Well I managed to get an implementation of that solid buffer idea working (not currently bit packed, just a bool array). Will take a more detailed look in the morning to see if I can optimise it, but with the profiler running during some normal game play I got some info, so it was not loaded too heavily with newly loaded chunks or changes to existing ones.
The problem of logic steps that recreate buffers is still there with around 20ms per chunk that was re-cached which can push some update steps into the 60 or 70 ms range.
|- ChunkRenderer::buildCache 3.24
| |- SimpleBlockRenderer::cache 2.57
//The solid checks appear to have been fully inlined, but still take most of the time
| | |- SimpleBlockRenderer::cache<itself> 2.05
| | |- SimpleBlockRenderer::cacheTop 0.16
| | |- SimpleBlockRenderer::cacheNorth 0.08
| | |- SimpleBlockRenderer::cacheEast 0.07
| | |- SimpleBlockRenderer::cacheWest 0.07
| | |- SimpleBlockRenderer::cacheBottom 0.07
| | |- SimpleBlockRenderer::cacheSouth 0.06
| | |- ntkrnlmp.exe!KiInterruptDispatchNoLock 0.00
| | |- ntkrnlmp.exe!KiDpcInterrupt 0.00
//Looping over the chunks blocks, calling the correct renderer for the block type
//(only SimpleBlockRenderer exists currently)
| |- ChunkRenderer::buildCache<itself> 0.27
//Largely got inlined. This function actually fills out a layer of the buffer using the world data
| |- SolidBlockBuffer::fillLayer 0.22
//This basically takes the vertex/index buffer for each texture and makes a single pair of buffers
//will a list of start/count integers for each texture ready for the render thread to take
| |- ChunkStaticRenderer::buildCache 0.08
void SimpleBlockRenderer::cache(
WorldChunk &chunk,
ChunkRenderer &chunkRenderer,
const SolidBlockBuffer &solidBlockCache,
const Block *block,
BlockId bid,
//TODO: x,z could be coordinates within the chunk, rather than the world
int x,
int y,
int z)
{
if (!solidBlockCache.isSolid(chunk, x, y + 1, z))
cacheTop(chunk, chunkRenderer, block, bid, x, y, z);
if (!solidBlockCache.isSolid(chunk, x, y - 1, z))
cacheBottom(chunk, chunkRenderer, block, bid, x, y, z);
if (!solidBlockCache.isSolid(chunk, x + 1, y, z))
cacheEast(chunk, chunkRenderer, block, bid, x, y, z);
if (!solidBlockCache.isSolid(chunk, x - 1, y, z))

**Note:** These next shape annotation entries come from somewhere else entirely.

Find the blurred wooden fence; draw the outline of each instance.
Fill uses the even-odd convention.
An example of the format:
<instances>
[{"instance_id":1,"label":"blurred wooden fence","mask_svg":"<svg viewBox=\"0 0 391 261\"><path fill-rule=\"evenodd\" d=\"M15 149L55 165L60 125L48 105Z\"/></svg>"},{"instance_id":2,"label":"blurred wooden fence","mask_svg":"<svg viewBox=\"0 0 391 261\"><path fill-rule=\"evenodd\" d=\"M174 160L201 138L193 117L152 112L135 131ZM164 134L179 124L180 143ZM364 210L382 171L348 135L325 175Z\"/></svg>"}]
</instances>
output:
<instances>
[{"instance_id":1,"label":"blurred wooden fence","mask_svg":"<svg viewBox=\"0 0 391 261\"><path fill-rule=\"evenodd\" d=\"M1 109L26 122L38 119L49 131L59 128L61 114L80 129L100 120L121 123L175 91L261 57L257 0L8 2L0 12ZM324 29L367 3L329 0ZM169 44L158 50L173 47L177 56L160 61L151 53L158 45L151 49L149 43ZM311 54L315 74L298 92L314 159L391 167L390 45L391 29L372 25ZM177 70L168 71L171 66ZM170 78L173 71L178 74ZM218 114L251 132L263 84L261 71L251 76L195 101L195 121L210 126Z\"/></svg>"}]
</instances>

cacheWest(chunk, chunkRenderer, block, bid, x, y, z);
if (!solidBlockCache.isSolid(chunk, x, y, z + 1))
cacheNorth(chunk, chunkRenderer, block, bid, x, y, z);
if (!solidBlockCache.isSolid(chunk, x, y, z - 1))
cacheSouth(chunk, chunkRenderer, block, bid, x, y, z);
return;
}
bool SolidBlockBuffer::isSolid(const WorldChunk &chunk, int x, int y, int z)const
{
//TODO: This messing around to get bufferIndex can be avoided
//e.g. could just keep the bufferIndex for y - 1, y and y + 1 rather
//than just y, and could have 3 variations of isSolid rather than take
//the y param.
//TODO: Can also avoid this -= on x, z for every check
x -= chunk.getBlockX();
z -= chunk.getBlockZ();
assert(x >= -1 && x <= World::CHUNK_SIZE);
assert(z >= -1 && z <= World::CHUNK_SIZE);
assert(y >= currentY - 1 && y <= currentY + 1);
int d = y - currentY;
assert(d >= -1 && d <= 1);
if (d == -1) d += 3;
int bufferIndex = (currentBuffer + d) % 3;
x += 1;
z += 1;
return buffer[bufferIndex][x * SIZE + z];
}
Going to take a look at the AMD tool as well. Would be really nice to see whats going on within inlined functions and manually taking the xperf instruction addresses and comparing them to the VS disassembly panel is a pain, but only ever seen anything about that with VTune and an ICC compiled module.
EDIT:
Another idea I suppose is to spread the work out since not every update step is modifying multiple vertex buffers. But that can either result in a never ending task to get to a "everything is done" state if enough changes are happening, or errors where adjacent chunks don't line up fully because one was not updated. Could also reduce the chunk size at the cost of making some other things less efficient. More vertex/index buffers doing smaller draws, more expensive cross-chunk block accesses, more difficulties with large map features that are not purely noise based (e.g. if a tree or building could span its own chunk, an adjacent chunk, and one beyond that), but I guess might be worth it.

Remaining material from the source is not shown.